Early in Pinckney's 37 years as sports editor of The Citizen newspaper in Auburn, NY, he was among a small group of men, others including Barney Hearn, Vincent Klein, and Dr. Thomas Stapleton, who led the effort to bring professional baseball back to Auburn. In 1958, the Auburn Yankees began a long period of New York-Penn League baseball in Auburn that has continued almost uninterrupted to the present day.
After serving in various leadership roles with Auburn Community Baseball, the parent organization of Auburn's New York-Penn League team, for roughly three decades, Pinckney served as president of the New York-Penn League from 1984 to 1993.
Honors and Awards
- The New York-Penn League named its Pinckney Division after Pinckney in 1993.
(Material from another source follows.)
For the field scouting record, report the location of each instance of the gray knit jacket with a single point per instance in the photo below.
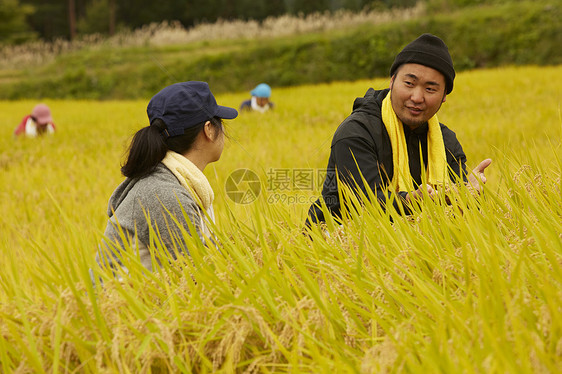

- Along with 1996 Hall of Fame inductees Earl Weaver and Jim Bunning, Pinckney threw out the first pitch at the annual Hall of Fame Game in Cooperstown, NY. The Hall of Fame extended this honor to Pinckney because he had covered the game for 50 consecutive years, which is believed to be a record.
- Pinckney was crowned "King of Baseball" at the 1998 Baseball Winter Meetings in Nashville, TN.
- Leo Pinckney Field at Falcon Park, currently home to the Auburn Doubledays of the New York-Penn League, was named in his honor at the end of the 2004 season.